Di fronte a simili affermazioni, abbiamo corrugato la fronte, perché non ne capivamo il senso, così, a metà lettura. Facendo spallucce le avevamo archiviate, ma il sibilo all’orecchio era sempre lì, non se ne andava.
Il merito della Du Maurier sta proprio nell’averci portato, con subdole armi letterarie (irritazione parte prima: la fruizione della lettura, vedi sopra) e un felice intreccio che mescola il prima e il poi, a ricoprire lo stesso ruolo dei muti spettatori che non hanno fatto altro se non osservare, distrattamente, le vicende della famiglia Delaney, nel trascorrere dell’esistenza: il fascino per questa famiglia sconclusionata, vittima di se stessa e degli eventi, si trasforma ben presto in fastidio e irritazione, sentimenti che non sono mitigati neppure dalla conclusione del romanzo, che anzi, risveglia nel lettore un’inquietudine sottile da senso di colpa mal celato.

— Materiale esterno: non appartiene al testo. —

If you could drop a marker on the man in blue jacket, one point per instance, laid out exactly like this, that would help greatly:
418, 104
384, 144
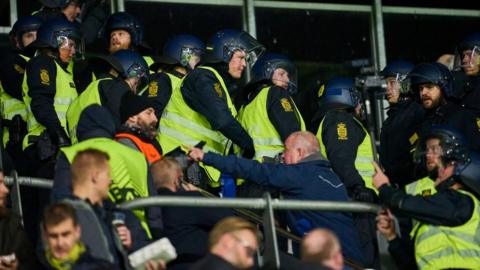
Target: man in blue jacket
306, 175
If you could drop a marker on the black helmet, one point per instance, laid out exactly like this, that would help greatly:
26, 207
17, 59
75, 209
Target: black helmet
452, 142
25, 24
129, 64
179, 50
53, 33
339, 93
470, 43
127, 22
468, 173
224, 43
435, 73
267, 64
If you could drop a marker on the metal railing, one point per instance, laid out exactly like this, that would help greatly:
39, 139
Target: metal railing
271, 256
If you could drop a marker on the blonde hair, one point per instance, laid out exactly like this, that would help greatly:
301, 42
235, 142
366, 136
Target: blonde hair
165, 171
85, 162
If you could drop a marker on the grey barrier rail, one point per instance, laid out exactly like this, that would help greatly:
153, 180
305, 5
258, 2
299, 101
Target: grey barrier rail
271, 256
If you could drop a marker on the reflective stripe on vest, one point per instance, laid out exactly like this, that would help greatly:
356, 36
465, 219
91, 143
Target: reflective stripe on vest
254, 119
10, 107
148, 150
181, 125
443, 247
90, 96
64, 95
364, 157
420, 187
128, 170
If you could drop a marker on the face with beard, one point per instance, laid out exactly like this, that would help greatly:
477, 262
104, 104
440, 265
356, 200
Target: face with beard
430, 95
146, 121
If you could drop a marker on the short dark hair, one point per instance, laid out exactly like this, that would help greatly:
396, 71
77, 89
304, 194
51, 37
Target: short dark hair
57, 213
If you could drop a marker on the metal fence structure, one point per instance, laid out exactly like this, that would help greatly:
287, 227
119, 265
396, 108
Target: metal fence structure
271, 256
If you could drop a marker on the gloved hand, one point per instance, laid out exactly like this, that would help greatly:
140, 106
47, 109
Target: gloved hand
364, 194
60, 138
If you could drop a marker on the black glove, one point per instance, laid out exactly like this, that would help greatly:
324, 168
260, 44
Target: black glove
364, 194
248, 152
60, 138
17, 130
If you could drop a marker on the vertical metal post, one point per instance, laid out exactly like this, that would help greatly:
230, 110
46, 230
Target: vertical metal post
379, 57
13, 12
271, 256
16, 197
120, 5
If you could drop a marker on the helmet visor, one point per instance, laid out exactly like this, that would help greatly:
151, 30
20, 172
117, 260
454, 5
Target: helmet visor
190, 57
284, 74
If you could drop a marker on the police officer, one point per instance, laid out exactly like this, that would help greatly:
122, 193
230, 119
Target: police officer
346, 143
126, 71
124, 31
12, 69
448, 220
432, 86
201, 108
467, 75
404, 115
270, 115
180, 55
48, 90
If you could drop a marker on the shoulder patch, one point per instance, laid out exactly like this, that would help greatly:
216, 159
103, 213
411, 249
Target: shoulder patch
321, 90
342, 131
218, 89
19, 69
426, 192
287, 106
153, 89
44, 77
413, 138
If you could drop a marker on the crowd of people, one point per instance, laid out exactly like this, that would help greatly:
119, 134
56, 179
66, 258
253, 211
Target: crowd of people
132, 123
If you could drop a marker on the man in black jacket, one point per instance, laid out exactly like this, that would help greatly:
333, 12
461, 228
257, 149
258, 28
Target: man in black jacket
432, 86
443, 231
183, 225
404, 115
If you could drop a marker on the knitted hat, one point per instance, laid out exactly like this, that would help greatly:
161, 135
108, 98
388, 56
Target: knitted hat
132, 104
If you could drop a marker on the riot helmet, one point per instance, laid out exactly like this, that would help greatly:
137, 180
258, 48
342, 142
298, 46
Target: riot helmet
129, 23
59, 33
431, 73
23, 25
339, 93
276, 69
222, 45
452, 142
467, 55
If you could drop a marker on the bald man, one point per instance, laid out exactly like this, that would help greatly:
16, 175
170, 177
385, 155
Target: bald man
321, 246
305, 175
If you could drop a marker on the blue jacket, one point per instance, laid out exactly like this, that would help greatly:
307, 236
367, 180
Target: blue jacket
310, 179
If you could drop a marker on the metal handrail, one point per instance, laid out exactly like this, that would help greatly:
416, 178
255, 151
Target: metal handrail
30, 181
259, 203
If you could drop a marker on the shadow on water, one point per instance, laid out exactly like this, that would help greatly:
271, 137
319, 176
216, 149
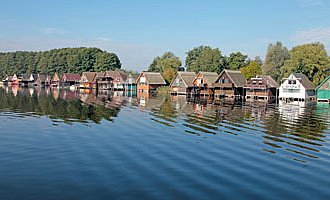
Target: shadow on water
60, 105
293, 131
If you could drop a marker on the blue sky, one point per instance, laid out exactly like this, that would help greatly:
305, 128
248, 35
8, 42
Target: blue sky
137, 31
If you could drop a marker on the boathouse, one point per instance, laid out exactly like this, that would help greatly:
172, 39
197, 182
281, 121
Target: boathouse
86, 80
28, 79
119, 79
130, 83
203, 84
229, 84
149, 81
181, 82
70, 79
261, 88
55, 82
103, 81
323, 91
297, 87
42, 80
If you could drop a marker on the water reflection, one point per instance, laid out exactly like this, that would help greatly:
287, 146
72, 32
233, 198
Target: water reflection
291, 131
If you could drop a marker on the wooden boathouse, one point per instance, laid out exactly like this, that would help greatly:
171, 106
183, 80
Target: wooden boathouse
229, 84
181, 83
261, 88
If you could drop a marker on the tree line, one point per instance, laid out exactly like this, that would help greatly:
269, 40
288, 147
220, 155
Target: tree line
309, 59
65, 60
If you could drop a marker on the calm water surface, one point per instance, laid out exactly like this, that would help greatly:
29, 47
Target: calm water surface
82, 145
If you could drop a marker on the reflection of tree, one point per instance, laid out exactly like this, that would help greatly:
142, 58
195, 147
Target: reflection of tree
67, 110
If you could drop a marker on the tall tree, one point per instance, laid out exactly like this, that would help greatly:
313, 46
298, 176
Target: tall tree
236, 60
167, 65
58, 60
276, 55
204, 58
309, 59
251, 70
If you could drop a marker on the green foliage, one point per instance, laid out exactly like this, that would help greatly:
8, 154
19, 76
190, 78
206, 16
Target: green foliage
253, 69
236, 61
75, 60
309, 59
204, 58
167, 65
276, 55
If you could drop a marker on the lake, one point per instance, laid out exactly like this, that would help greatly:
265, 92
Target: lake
62, 144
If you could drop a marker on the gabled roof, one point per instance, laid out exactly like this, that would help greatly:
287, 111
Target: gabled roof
117, 74
89, 76
153, 78
235, 76
42, 77
304, 81
25, 77
187, 78
210, 77
324, 81
71, 77
270, 81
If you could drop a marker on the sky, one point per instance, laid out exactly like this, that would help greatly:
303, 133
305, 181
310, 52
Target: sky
139, 30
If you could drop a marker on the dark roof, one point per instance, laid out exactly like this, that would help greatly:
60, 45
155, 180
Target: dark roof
71, 77
270, 81
89, 76
154, 78
235, 76
187, 77
117, 74
324, 81
42, 77
304, 81
210, 77
25, 77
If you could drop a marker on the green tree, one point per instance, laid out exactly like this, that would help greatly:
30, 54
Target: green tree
276, 55
253, 69
75, 60
167, 65
204, 58
309, 59
236, 60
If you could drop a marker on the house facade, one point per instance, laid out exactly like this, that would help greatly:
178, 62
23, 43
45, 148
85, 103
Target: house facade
229, 84
70, 79
323, 91
149, 81
203, 84
86, 80
297, 87
181, 82
118, 79
261, 88
42, 80
55, 82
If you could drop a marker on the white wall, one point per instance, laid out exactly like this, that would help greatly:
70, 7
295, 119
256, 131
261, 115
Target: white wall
287, 90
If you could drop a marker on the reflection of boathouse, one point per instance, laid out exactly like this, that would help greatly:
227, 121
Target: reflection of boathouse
297, 87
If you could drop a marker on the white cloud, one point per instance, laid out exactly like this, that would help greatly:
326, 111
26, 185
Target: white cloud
309, 3
52, 31
313, 35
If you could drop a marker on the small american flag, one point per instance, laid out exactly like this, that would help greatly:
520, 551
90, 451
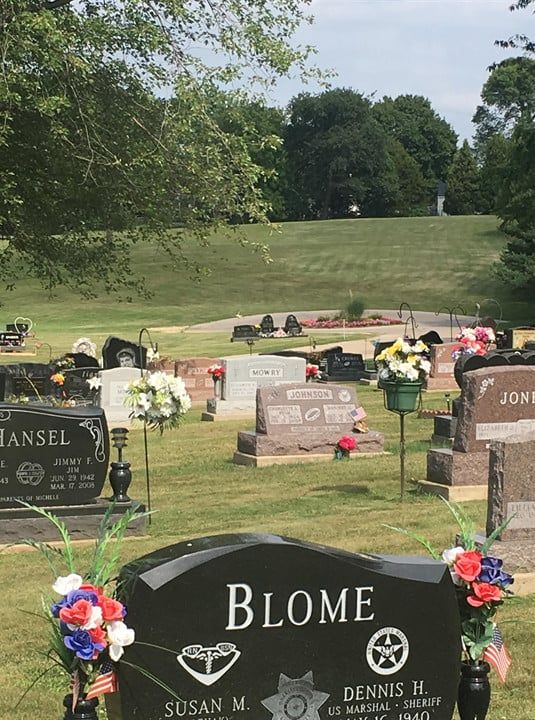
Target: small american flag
75, 688
105, 682
496, 654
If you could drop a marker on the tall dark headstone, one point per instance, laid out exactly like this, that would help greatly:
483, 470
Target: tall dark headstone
259, 627
52, 456
123, 353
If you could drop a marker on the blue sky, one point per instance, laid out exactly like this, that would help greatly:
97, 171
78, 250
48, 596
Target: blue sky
437, 48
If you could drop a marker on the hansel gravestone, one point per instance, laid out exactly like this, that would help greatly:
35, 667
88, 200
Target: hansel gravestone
123, 353
512, 487
113, 392
441, 376
194, 373
52, 456
259, 627
496, 402
244, 374
304, 420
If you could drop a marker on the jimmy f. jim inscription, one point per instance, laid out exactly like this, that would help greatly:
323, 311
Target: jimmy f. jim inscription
261, 627
52, 456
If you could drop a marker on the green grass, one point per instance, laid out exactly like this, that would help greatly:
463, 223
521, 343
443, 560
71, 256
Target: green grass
428, 262
197, 491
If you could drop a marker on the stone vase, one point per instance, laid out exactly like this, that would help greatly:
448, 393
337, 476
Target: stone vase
83, 710
474, 692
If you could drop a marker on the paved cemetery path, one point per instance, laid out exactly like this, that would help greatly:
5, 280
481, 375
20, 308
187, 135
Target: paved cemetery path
425, 321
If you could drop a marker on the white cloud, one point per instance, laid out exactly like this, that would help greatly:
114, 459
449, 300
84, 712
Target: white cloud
437, 48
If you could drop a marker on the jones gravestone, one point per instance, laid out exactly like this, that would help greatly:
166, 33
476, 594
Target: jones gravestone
259, 627
52, 456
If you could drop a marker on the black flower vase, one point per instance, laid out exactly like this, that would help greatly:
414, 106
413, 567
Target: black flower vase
83, 710
474, 692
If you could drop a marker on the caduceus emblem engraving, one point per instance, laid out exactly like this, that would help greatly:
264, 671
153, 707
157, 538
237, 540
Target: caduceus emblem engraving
204, 662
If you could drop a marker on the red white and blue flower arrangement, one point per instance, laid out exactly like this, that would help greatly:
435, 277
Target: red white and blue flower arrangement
87, 630
481, 587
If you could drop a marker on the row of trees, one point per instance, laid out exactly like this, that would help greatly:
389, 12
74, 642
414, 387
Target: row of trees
92, 158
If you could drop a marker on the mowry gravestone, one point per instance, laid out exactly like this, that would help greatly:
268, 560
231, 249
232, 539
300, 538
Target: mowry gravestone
496, 402
260, 627
301, 420
244, 374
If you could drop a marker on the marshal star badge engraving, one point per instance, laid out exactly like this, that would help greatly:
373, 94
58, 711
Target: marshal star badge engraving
208, 664
296, 699
387, 651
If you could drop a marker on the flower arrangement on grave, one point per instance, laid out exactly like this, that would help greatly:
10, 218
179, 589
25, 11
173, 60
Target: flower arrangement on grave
159, 399
344, 447
404, 363
86, 622
481, 588
474, 341
216, 371
312, 371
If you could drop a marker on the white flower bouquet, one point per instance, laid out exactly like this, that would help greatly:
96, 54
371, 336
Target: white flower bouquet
402, 362
159, 399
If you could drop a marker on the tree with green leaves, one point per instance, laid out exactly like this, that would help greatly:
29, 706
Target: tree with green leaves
428, 138
516, 200
337, 157
463, 183
93, 158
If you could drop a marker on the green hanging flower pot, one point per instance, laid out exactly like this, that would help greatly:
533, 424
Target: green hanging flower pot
401, 396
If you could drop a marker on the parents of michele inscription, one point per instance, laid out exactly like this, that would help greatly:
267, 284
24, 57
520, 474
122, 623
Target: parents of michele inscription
52, 456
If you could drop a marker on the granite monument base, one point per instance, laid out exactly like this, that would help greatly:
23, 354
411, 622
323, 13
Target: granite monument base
320, 442
518, 559
453, 493
217, 409
450, 467
441, 383
267, 460
82, 522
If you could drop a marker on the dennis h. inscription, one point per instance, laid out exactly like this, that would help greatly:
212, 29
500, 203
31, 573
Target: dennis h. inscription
52, 456
261, 627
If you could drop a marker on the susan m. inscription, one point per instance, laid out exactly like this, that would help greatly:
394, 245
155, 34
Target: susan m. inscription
52, 456
262, 627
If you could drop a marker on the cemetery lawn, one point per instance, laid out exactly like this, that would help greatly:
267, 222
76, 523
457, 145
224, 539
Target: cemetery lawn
197, 491
429, 262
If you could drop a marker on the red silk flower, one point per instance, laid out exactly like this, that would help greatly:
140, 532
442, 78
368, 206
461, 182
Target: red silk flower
111, 609
468, 565
483, 593
78, 614
347, 443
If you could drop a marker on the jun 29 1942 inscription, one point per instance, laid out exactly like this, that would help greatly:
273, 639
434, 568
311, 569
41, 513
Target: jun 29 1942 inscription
52, 456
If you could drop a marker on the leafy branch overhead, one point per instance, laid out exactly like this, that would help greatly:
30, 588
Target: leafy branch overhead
110, 132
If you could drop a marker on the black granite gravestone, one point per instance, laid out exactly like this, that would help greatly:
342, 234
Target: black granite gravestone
31, 380
342, 367
244, 332
52, 456
123, 353
292, 326
260, 627
267, 326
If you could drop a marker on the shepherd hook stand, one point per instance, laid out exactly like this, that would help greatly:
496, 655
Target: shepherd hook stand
154, 348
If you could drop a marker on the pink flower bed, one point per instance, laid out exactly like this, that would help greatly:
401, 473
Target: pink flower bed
363, 322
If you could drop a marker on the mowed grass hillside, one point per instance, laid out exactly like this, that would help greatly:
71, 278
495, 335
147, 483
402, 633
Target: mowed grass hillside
428, 262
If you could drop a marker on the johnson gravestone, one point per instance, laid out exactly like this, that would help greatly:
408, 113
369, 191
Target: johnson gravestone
254, 627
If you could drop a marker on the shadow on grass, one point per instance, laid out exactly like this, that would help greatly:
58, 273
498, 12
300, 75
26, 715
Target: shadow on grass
355, 489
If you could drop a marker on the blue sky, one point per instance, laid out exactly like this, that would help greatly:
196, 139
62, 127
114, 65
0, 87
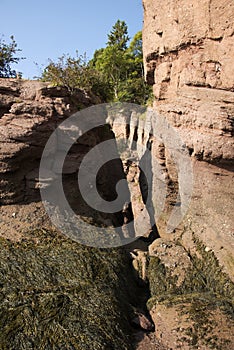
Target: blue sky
48, 28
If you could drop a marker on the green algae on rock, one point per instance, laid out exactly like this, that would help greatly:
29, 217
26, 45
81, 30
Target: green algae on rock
57, 294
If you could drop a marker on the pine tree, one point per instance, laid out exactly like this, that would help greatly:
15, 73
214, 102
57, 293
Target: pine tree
119, 35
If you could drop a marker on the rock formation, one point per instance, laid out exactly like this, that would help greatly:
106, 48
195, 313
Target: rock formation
188, 54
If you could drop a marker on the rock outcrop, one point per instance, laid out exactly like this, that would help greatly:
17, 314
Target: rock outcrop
188, 54
29, 112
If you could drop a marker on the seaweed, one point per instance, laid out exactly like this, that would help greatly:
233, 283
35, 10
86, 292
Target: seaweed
57, 294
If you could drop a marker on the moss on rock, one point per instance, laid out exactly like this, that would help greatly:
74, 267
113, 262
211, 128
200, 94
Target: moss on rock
56, 294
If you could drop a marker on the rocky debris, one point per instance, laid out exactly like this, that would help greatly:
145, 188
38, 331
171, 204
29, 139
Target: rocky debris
191, 297
173, 256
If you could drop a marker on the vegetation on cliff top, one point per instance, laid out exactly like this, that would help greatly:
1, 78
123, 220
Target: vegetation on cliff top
8, 57
115, 73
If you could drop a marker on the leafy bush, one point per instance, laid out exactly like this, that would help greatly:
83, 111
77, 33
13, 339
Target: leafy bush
7, 58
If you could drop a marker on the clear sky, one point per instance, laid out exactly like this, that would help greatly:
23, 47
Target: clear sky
48, 28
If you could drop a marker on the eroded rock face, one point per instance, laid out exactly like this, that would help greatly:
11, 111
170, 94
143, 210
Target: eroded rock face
188, 51
188, 54
29, 111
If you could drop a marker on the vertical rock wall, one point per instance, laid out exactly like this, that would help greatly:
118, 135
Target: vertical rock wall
188, 57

La chiusa, di notevole impatto, è composta da sei capitoli conclusivi, uno per ogni fratello, concatenati, ritmici nel loro insieme di struttura a chiasmo: a Farthings, nell’ordine, pre-cena con Niall in camera, Maria nella vasca da bagno, Celia, che erra vagabonda da una stanza all’altra.
Successivamente, dal capitolo 23, Celia, Maria (significativa l’ultima immagine che abbiamo di lei, attraverso lo specchio della toilette, mentre la guardarobiera termina la vestizione, ennesima mascherata senza logo né tempo) e infine, a conclusione del tutto, passato, presente e futuro, Niall e l’acqua di un ritorno. Acqua di mare, come quella che inghiottì sua madre e che, guarda caso, non riporta altro che la nostalgia per un passato perduto di figlio amato, unica parvenza di una vita di equilibrio e stabilità di affetti e luoghi che soltanto la vecchia nutrice era stata in grado di procurare.
Note a margine:
  • Degno di interesse uno dei capitoli centrali del libro, quello sulla “maternità” di Maria, e sul suo rapporto con la primogenita appena nata. Una lezione di puro babyblues: onesta, lampante, precisa, scabrosa, che pochi, oggi, hanno il coraggio di celebrare (mi viene in mente la Cristina Comencini di “Quando la notte”). Come anche la parte conclusiva su Celia e l’amarezza dell’orologio biologico, tictac, tictac.
  • Immediato il raffronto con “Un passato imperfetto” di Julian Fellowes (Neri Pozza, 2009) e “Ritorno a Brideshead”, come dire, parafrasando Yates, che se non parli di famiglia, nei tuoi libri, non parli di nulla.